E’ anche importante notare come gli scontri odierni non siano il risultato di una “fiammata” estemporanea, ma il prodotto di una lunga rincorsa, fatta di un crescente scontento sociale, iniziata circa 6 anni fa. Nel 2004-2005 nacque il primo movimento popolare, che protestava “contro la continuazione del potere di Mubarak e contro il passaggio dei poteri al figlio Gamal”. Fra il 2006 e il 2008 vi fu una serie di oltre 800 scioperi, nella zona industriale del Delta, che coinvolsero non solo studenti e lavoratori, ma anche dipendenti statali e impiegati governativi. L’ultima serie di scioperi, nell’aprile 2008, fu repressa in modo brutale dalla polizia, ma il popolo egiziano ormai aveva capito quale potesse essere la forza di una rivolta popolare. Un terzo momento di rivolta fu scatenato, nel giugno 2010, dall’uccisione di uno studente da parte della polizia, e portò ad una nuova ondata di proteste e ad un rafforzamento del movimento popolare anti-governativo.
Si comprende così meglio come sia bastata la miccia della rivolta tunisina, improntata a simili tematiche di protesta sociale, per scatenare la massiccia discesa in piazza del popolo egiziano registrata in questi giorni.
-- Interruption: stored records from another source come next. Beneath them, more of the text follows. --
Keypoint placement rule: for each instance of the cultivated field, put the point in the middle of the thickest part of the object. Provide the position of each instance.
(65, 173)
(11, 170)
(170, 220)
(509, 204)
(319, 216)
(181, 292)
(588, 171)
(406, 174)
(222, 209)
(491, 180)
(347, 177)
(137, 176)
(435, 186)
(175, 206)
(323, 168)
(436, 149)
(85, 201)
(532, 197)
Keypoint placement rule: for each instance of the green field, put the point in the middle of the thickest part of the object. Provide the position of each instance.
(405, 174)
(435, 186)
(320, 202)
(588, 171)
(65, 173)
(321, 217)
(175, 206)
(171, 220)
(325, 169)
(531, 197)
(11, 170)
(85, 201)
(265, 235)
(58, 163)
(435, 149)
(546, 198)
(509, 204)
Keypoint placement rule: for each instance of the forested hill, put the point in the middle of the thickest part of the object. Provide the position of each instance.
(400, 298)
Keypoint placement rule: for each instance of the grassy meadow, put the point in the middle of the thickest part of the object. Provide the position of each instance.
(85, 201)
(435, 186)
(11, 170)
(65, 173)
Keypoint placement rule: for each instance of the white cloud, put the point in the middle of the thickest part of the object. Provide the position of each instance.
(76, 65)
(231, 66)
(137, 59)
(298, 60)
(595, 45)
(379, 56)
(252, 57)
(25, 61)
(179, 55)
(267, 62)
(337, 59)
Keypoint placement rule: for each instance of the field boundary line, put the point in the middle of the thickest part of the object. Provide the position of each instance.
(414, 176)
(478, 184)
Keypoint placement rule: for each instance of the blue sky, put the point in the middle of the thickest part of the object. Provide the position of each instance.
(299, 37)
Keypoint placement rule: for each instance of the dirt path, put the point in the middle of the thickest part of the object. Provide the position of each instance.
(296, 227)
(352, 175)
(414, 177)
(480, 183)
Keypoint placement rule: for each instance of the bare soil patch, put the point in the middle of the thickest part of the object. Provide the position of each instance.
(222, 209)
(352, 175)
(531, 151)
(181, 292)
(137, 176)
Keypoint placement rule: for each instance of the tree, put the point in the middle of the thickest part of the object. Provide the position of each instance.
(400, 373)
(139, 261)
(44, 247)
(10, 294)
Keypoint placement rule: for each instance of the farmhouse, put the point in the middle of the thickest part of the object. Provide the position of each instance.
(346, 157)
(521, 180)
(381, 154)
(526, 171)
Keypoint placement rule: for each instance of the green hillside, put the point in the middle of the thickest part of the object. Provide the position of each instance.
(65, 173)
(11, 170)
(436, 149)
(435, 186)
Anche i social network hanno giocato un ruolo importante in tutti questi anni, contribuendo alla rapida diffusione delle informazioni che hanno finito per riunire il popolo egiziano sotto un’unica bandiera. Ora naturalmente Mubarak ha fatto chiudere Internet in Egitto, ma è troppo tardi. La gente sa chiaramente quello che vuole, e sa anche molto bene che può ottenerlo.
Resta infine da valutare l’aspetto geopolitico della questione, che è il più importante di tutti. Come sappiamo, l’Egitto è considerato ormai da 30 anni il “cane da guardia” dell’asse USA-UK-Israele in Medio Oriente. Dopo aver rinunciato alle ostilità con Israele, l’Egitto di fatto collaborato spesso con Israele, per mantenere gli equilibri locali favorevoli all’occidente, e ultimamente si è anche prestato alla chiusura – almeno ufficialmente – del confine con Gaza.
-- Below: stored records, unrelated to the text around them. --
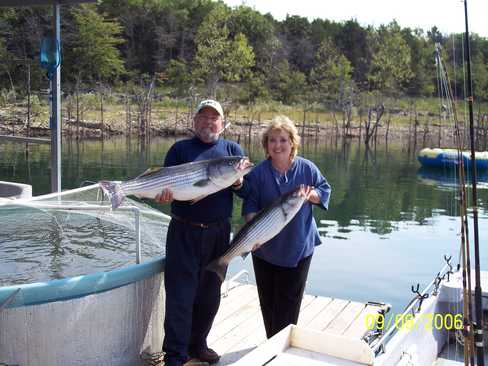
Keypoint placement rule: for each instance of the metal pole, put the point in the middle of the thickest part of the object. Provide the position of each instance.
(478, 328)
(56, 112)
(138, 235)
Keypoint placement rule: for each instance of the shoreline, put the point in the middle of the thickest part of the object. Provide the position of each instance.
(239, 129)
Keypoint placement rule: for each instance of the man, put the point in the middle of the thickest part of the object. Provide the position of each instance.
(197, 234)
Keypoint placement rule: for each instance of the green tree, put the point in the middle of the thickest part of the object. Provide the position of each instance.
(94, 54)
(220, 56)
(332, 72)
(422, 63)
(391, 62)
(288, 85)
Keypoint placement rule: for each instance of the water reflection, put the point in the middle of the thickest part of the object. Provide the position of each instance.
(385, 229)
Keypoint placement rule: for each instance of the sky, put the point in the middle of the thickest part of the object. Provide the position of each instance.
(447, 15)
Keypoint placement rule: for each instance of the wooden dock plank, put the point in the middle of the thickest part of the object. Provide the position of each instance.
(238, 327)
(234, 322)
(311, 311)
(359, 327)
(328, 314)
(345, 318)
(231, 304)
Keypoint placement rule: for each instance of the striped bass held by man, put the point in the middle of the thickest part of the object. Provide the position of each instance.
(263, 227)
(188, 182)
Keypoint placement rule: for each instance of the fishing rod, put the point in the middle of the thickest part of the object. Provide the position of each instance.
(478, 327)
(445, 88)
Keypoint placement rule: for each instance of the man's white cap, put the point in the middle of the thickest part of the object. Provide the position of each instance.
(211, 104)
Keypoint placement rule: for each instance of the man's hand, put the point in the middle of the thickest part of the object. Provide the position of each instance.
(238, 183)
(313, 196)
(166, 196)
(310, 194)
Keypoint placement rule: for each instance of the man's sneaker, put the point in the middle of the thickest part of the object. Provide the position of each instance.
(206, 355)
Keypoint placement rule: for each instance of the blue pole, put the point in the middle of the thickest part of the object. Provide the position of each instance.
(56, 112)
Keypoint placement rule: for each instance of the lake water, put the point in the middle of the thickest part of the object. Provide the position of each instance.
(388, 226)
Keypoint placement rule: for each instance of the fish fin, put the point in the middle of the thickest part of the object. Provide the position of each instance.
(195, 200)
(219, 269)
(202, 183)
(149, 171)
(113, 191)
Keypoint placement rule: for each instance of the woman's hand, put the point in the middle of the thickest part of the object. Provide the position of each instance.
(311, 195)
(166, 196)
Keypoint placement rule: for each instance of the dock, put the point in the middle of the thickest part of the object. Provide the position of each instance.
(238, 327)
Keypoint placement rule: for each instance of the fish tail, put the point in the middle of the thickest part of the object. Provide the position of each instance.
(219, 268)
(113, 191)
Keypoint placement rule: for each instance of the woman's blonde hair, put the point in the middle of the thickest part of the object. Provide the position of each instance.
(282, 123)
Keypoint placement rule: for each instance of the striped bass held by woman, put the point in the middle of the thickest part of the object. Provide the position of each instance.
(188, 182)
(262, 228)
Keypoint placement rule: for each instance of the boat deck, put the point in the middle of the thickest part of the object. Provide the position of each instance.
(238, 327)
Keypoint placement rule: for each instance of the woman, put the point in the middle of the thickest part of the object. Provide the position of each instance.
(281, 265)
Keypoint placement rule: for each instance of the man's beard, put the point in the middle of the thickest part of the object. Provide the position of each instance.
(206, 134)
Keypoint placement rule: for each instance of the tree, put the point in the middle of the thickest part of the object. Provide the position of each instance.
(422, 63)
(94, 54)
(288, 85)
(390, 66)
(353, 41)
(332, 72)
(220, 56)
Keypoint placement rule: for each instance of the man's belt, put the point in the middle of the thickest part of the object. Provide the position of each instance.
(201, 225)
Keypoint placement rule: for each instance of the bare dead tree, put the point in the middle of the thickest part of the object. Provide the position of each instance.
(371, 127)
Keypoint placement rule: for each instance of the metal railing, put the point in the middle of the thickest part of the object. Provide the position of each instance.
(382, 341)
(90, 207)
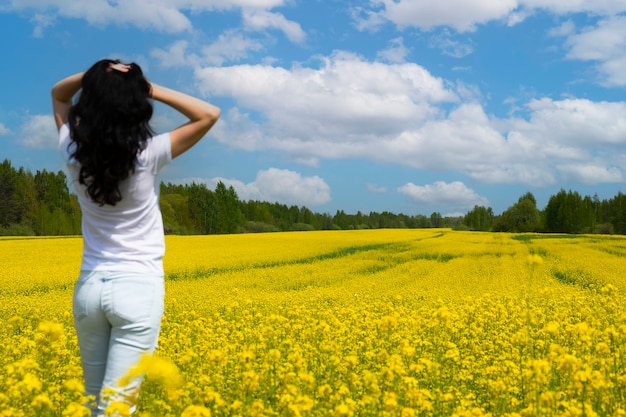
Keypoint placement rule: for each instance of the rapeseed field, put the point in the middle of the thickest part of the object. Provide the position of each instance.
(404, 323)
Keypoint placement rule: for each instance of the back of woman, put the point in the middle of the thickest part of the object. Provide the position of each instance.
(113, 158)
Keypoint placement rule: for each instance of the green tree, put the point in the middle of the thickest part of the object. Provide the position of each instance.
(229, 216)
(479, 218)
(523, 216)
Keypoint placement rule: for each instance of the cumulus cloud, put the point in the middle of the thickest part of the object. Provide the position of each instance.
(278, 185)
(466, 15)
(454, 195)
(604, 43)
(462, 15)
(348, 108)
(4, 130)
(161, 15)
(396, 52)
(377, 189)
(38, 132)
(259, 20)
(230, 46)
(345, 97)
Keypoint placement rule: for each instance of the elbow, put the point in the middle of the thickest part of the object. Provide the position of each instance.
(212, 116)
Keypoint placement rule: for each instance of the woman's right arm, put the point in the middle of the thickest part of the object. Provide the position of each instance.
(202, 116)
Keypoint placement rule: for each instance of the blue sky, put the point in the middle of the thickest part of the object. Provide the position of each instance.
(410, 106)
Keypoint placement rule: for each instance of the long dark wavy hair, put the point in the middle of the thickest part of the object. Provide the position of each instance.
(110, 125)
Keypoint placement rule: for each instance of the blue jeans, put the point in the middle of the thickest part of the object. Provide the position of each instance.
(118, 318)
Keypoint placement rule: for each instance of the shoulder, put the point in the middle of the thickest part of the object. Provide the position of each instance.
(158, 150)
(65, 140)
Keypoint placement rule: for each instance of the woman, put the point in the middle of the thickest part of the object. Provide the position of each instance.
(113, 159)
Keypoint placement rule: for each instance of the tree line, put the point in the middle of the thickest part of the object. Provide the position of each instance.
(42, 204)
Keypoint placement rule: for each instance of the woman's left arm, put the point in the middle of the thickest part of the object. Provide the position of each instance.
(62, 93)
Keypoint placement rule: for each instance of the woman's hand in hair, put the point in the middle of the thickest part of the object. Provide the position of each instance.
(62, 93)
(202, 116)
(119, 67)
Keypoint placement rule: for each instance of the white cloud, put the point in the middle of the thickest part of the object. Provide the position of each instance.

Ma è molto probabile che il nuovo assetto che uscirà dal fermento egiziano – qualunque esso sia - sarà molto meno favorevole ad un appoggio aperto ad Israele, e quasi sicuramente la frontiera con Gaza verrà riaperta, permettendo così il transito ufficiale di persone e di aiuti umanitari che finora hanno viaggiato lungo i tunnel sotterranei scavati fra i due territori.
Piacerà tutto questo ad Israele? Probabilmente no, ma la vera domanda a questo punto diventa se Israele possa ancora permettersi di usare gli Stati Uniti – come ha fatto fino ad oggi – per mandare avanti la propria agenda di espansionismo sionista. Quando gli eserciti si rifiutano di sparare sulla popolazione, le opzioni che rimangono a chi vuole controllarla non sono molte.
Forse davvero è finita un’era e ne sta iniziando un’altra, fatta di equilibri internazionali più precari e delicati, ma anche più sani e duraturi, poichè basati sulla consapevolezza che il popolo – inteso in senso lato – comincia finalmente ad avere una voce in capitolo. Di certo possiamo dire che i prossimi anni, per chi si ritroverà a viverli, saranno di tutto meno che noiosi.